In a case that reminds employers how not to handle medical leave, the court in Pagan-Colon v. Walgreens held that an employee who was terminated for job abandonment following a two-week absence from work stated a claim for FMLA retaliation.

The plaintiff was an assistant manager at Walgreens and left work abruptly due to chest pains and for treatment in an emergency room. The employee's wife informed the store manager that her husband was in the hospital and was unsure of when he could return to work. Following surgery and discharge from the hospital a week later, the employee delivered a medical certificate to the store manager that explained his absence and stated that he would need another week of leave (which the store manager claimed he never received, although the store's video surveillance footage showed otherwise). During the leave period, Walgreens then sent the employee a "48 hour notice" to contact the company or be subject to discipline.
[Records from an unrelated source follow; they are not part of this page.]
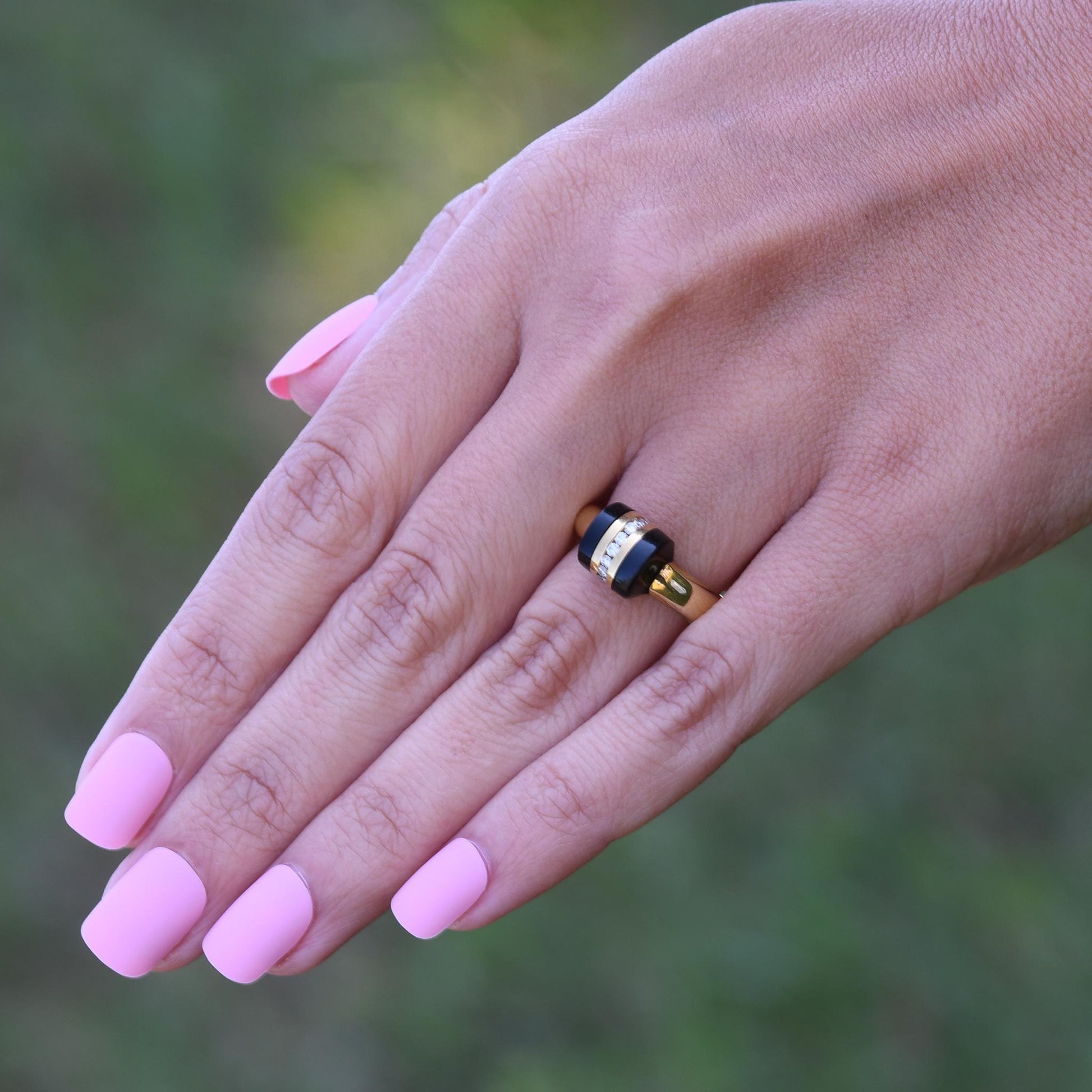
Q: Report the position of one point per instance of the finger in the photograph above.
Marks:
(318, 521)
(307, 374)
(822, 591)
(570, 649)
(469, 552)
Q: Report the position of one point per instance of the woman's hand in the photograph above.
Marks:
(810, 290)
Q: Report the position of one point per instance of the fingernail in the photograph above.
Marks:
(442, 890)
(261, 926)
(317, 343)
(121, 792)
(145, 914)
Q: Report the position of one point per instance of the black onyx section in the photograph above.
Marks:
(597, 530)
(641, 564)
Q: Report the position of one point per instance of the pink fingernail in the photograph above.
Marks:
(442, 890)
(121, 792)
(317, 343)
(261, 926)
(145, 914)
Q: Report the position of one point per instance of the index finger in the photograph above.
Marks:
(317, 522)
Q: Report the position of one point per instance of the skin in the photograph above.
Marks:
(809, 290)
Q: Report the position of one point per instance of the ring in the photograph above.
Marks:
(635, 557)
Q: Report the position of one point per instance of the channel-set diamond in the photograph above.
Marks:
(614, 547)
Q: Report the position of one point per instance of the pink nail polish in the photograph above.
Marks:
(121, 792)
(317, 343)
(442, 890)
(145, 914)
(261, 926)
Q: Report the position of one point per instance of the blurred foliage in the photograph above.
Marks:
(890, 889)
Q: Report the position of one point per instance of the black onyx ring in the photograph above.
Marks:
(634, 557)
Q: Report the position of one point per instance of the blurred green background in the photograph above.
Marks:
(890, 889)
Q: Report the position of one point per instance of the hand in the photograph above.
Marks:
(809, 290)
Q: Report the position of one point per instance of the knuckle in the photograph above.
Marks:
(250, 795)
(688, 688)
(535, 664)
(319, 494)
(558, 802)
(403, 611)
(376, 820)
(553, 176)
(203, 667)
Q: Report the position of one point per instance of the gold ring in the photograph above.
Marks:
(635, 557)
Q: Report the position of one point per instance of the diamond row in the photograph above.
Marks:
(616, 544)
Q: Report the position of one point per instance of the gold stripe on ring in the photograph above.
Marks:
(626, 547)
(601, 546)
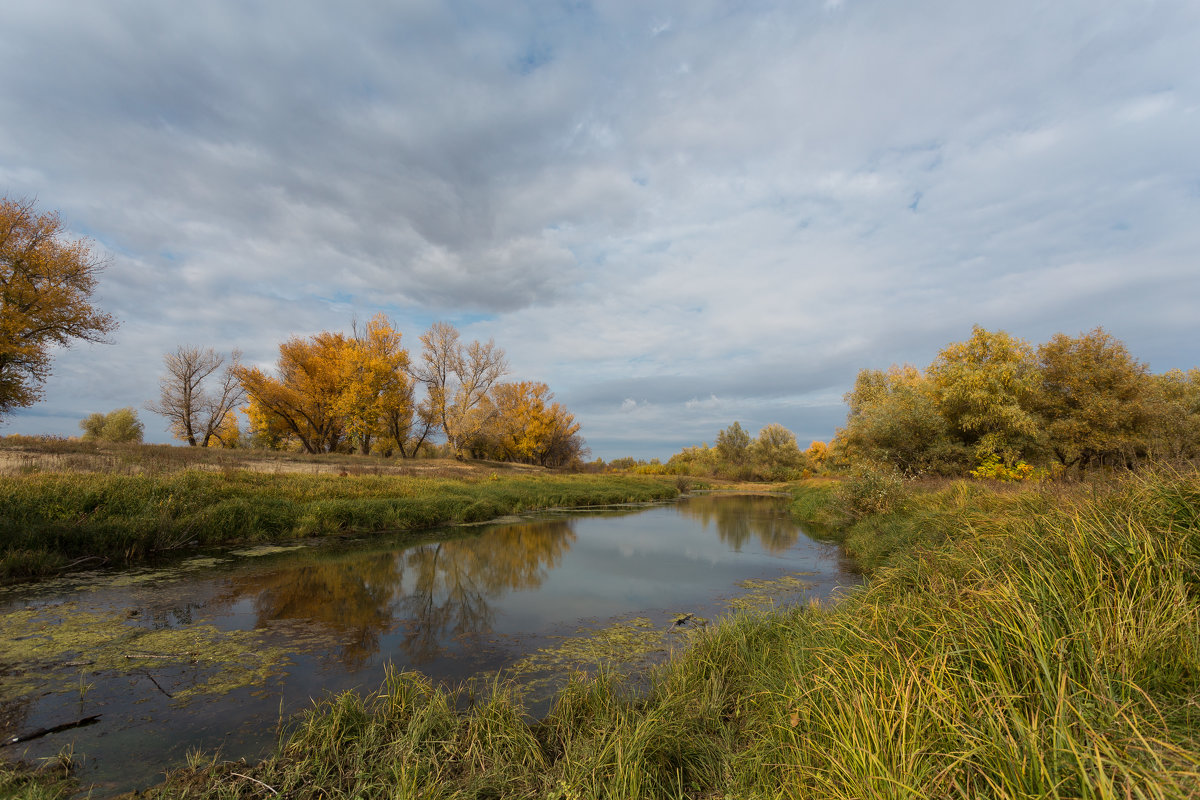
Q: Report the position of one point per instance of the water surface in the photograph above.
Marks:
(211, 651)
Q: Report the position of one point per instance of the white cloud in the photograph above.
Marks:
(745, 204)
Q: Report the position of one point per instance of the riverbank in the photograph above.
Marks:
(52, 522)
(1012, 643)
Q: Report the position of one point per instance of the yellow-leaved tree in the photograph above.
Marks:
(457, 378)
(377, 394)
(529, 427)
(303, 401)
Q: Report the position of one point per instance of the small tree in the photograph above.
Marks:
(457, 378)
(733, 445)
(120, 426)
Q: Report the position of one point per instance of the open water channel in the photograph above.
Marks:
(215, 650)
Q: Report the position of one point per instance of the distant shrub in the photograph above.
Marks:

The employee did not timely respond to Walgreens because he received the letter well after the 48-hour deadline imposed by the letter, and he was terminated. When the employee presented medical documentation of the need for medical leave, Walgreens agreed to reconsider the termination, but eventually concluded that the employee was being dishonest about the communications regarding his leave and terminated him for that reason. After a jury trial, the jury found Walgreens unlawfully terminated the employee for exercising his FMLA rights and awarded damages to the employee.

This is a shining example of how to mishandle an employee's protected medical leave, and of the legal risk associated with hasty employment decisions in this context and having managers who are poorly trained on legal compliance.